俺たちの新しい鋼、アオハガネはこの先、多くの人間を殺すことになるのだろう……。
「どうしたアリク、喜べ」
「う、うん……や……やったぁ……」
前向きに考えよう……。
鉄を超える強度を持った軽量な鉄、アオガハネ。
これは最高の馬車の車軸になるし、各種工作工具にすれば耐久性もバッチリ。
斧みたいな叩き斬る系の道具とも相性が良い……。
この鋼で将来のどこかの戦争で人がたくさん死ぬけど、生活や工業技術は向上する……。
俺は悪くない、ごめんなさい、恨まないで重装歩兵さん……。
「ふっ、己の才能に恐れるのは己というわけか」
「違うよっ、そんなドン引きの剣になるとは思っていなかっただけだよーっっ!!」
「俺は朝一番でこの剣を父上に献上しに行く。外交官たちの前で、重装歩兵を丸裸にするショーを見せるとしよう」
「うん……。それは鎧の中の人の気持ちも、察してあげてね……相当に怖いことだと思うから……」
「ああ、事情を伝えずに悲鳴を上げさせた方が良いパフォーマンスになろう。ククク……ッ」
公開処刑かな……。
俺は惚れ惚れと何度も刃に魅了される兄上にまたドン引きした……。
兄上はそのパフォーマンスで成功を収めるだろう。
国外諸侯はアオハガネの戦略的価値を認め、経済封鎖は自国にとっても極めて危険と、賢明な君主ならば判断するはずだ。
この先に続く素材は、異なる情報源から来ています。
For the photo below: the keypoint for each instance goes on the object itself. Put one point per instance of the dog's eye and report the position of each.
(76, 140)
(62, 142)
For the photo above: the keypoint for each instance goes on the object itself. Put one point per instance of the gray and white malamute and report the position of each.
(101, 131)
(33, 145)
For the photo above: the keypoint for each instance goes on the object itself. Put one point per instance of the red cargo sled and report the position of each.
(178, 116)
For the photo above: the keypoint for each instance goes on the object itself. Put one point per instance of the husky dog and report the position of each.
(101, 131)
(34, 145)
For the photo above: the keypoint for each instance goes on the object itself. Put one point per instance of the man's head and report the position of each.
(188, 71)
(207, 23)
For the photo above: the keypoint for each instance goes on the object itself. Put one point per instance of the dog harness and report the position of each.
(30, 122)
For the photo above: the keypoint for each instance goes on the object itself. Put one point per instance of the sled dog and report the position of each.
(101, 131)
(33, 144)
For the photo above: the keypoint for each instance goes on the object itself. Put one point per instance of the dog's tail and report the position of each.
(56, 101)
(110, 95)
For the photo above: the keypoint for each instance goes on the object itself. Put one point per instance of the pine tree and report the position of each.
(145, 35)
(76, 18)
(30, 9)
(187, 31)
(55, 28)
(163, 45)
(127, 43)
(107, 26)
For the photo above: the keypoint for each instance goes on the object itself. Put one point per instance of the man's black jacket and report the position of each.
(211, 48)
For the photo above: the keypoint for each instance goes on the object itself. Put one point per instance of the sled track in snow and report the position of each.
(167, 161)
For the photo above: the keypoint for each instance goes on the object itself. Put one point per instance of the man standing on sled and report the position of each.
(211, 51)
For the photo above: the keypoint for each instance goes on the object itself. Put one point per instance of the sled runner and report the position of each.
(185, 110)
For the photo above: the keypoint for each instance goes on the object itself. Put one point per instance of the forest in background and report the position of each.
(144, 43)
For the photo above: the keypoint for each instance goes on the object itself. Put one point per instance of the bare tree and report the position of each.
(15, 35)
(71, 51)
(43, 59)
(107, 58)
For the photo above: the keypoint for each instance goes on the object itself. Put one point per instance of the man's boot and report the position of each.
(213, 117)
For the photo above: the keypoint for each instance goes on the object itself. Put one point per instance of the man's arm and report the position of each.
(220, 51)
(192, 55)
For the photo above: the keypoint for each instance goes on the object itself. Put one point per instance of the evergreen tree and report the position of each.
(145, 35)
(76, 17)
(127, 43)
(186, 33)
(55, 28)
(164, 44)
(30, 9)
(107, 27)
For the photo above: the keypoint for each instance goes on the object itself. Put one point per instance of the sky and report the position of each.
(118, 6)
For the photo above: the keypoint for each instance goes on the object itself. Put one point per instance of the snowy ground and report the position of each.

これからこのアオハガネは、鉄を超える新たな戦略物資になるのだから。
「アリクよ、前もって言っておくが、くれぐれも俺の不在の間に、バカなことはするな。お前のあの策は、強力なのは認めるが、不確定要素が多過ぎる」
「うん、ここで新しい高炉を増やして、木炭の納入ルートの安定に努めるよ。隣国に人を送って、炎魔法使いも確保したいね」
懸念材料であったスラグはアオハガネとなって、貨幣価値を認めさせるのに十分な性能を俺たちに見せつけた。
後はここで手を尽くして、鉄の生産量を5倍以上にするだけだ。
ウェルカヌスを経済封鎖ではなく、自由経済で叩き潰してやる日が着々と近付いていた。
しかしそれは、ヤクサさんの娘カナが凄惨な末路を迎える瞬間への、残酷なカウントダウンでもあった。
俺は兄上たちのようには割り切れない。
どうしても『カナ』って名前が頭から消えなかった……。